She is also the goodwill ambassador to the African Union (AU)-sponsored Pan-Africa Tsetse fly and Trypanosomiasis Eradication Campaign (PATTEC) headed in the country by Dr Pamela Olet.

It targets wiping out tsetse fly and sleeping sickness. None of the threats exist in Kogelo but Mama Sarah’s names renders respect to the campaign.

She has for the last one year been receiving visitors on a daily basis.

High profile

Her life has changed and on the few occasions she is not at home, then she is attending high profile functions in Kisumu, Nairobi and elsewhere.

Mama Sarah, now aged 89, is said to have received more than 20,000 visitors in the last one year after the inauguration of Obama as the first black President of US on January 20, last year.

Some of the visitors do not find her at home, they just call and sign in any of several visitors books kept by her security team at her Kogelo homestead gate.

"Sometimes she receives groups comprising upto 500 people in a day," says Mr Awandu Ondewe, the chairman of Kogelo Union.

The include Cabinet Ministers and senior Government officials, dignitaries representing their countries, chief executives from multinational and local companies, tourists, groups from schools, colleges, churches and charitable organisations to mention a few.

Tourism Minister Najib Balala has been to her home and discussed with her plans to elevate Kogelo into a tourist site.

Central Organisation of Trade Unions boss Francis Atwoli visited with a big delegation and talked with her for over two hours.

Before President Obama came into limelight, Mama Sarah was just an ordinary grandmother at Kogelo village in Siaya, selling produce from her shamba at the local market.

She later had to contend with the hordes of international and local media who used to troop into the home for interviews in the run-up to the election.

Pupils of Kogelo Primary School line up as Mama Sarah Obama hands them books donated by Kenya Publishers Association.
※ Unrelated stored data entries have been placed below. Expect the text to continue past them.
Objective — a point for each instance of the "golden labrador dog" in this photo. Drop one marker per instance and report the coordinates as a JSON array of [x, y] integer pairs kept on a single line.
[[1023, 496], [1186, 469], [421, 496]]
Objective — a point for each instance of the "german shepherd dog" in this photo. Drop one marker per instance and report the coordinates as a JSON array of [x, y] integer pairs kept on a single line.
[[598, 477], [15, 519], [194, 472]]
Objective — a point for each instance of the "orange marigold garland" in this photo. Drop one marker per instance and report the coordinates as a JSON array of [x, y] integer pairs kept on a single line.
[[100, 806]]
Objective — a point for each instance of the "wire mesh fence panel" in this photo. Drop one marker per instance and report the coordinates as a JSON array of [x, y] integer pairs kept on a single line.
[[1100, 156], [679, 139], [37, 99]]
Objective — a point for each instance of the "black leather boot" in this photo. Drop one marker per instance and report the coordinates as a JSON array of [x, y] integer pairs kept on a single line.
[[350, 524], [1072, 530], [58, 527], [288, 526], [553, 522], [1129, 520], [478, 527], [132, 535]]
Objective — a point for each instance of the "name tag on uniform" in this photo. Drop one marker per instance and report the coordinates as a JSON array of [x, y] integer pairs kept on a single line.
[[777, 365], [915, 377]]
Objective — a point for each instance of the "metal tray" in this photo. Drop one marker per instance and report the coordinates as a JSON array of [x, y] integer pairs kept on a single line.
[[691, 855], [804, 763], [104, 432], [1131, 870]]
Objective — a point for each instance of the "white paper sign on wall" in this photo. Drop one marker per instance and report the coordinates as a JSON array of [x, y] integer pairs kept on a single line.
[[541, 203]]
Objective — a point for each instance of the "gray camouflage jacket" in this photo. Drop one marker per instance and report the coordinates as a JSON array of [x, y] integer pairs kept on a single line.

Right, Tourism Minister Najib Balala when he paid her a courtesy call. [PHOTO: JAMES KEYI/STANDARD]

Many visitors

Things have, however, changed and the granny has to contend with the many visitors coming to pay homage to the place where President Obama’s father, Barack Obama Senior was born.
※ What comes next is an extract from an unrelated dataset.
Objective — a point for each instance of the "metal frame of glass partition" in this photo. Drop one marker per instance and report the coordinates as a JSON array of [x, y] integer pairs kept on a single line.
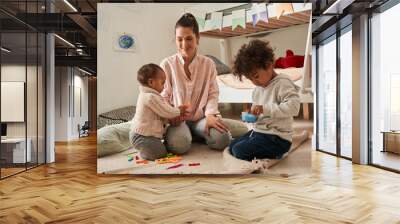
[[387, 5], [334, 36], [40, 36]]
Among signatures in the visitors’ books include those of Prime Minister Raila Odinga, Cabinet ministers James Orengo (Lands), Anyang Nyongo (Health) Najib Balala (Tourism), Otieno Kajwang (Immigration), several Members of Parliament and Permanent Secretaries.
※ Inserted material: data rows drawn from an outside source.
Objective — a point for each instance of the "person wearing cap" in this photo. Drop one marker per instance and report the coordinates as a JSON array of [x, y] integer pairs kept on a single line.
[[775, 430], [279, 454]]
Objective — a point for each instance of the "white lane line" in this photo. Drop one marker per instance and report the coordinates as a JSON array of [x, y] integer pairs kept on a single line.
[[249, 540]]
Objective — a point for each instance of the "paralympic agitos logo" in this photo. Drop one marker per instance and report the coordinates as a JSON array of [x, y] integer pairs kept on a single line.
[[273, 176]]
US Ambassador Michael Ranneberger was among foreign mission representatives who visited Mama Sarah at Kogelo.

Famous musicians among them king of groups like Kwasa Kwasa, Kanda Bongo Man and Benga songbird Princess Jully paid homage to the grandmother.

Seats are permanently neatly arranged under a huge tree directly in front of her house where she receives visitors.

Once the visitors are seated, it will not take time before she appears uttering greetings, "Karibu sana" welcome.

Mama Sarah said last week: "Most of the times I am at home and I always welcome my visitors with open hands."

Many visitors coming to the home bring with them gifts like food, clothes and blankets which the granny in turn gives to the less fortunate in the surrounding villages.

Despite her advanced age now forcing her to use a walking stick, she says "Loso kod Lwedo ma amoso go wend Nyakwara to Nyasaye Omiya," (God has given me the ability to chat and the hand to shake and welcome my grandsons’ visitors to this home), says Mama Sarah.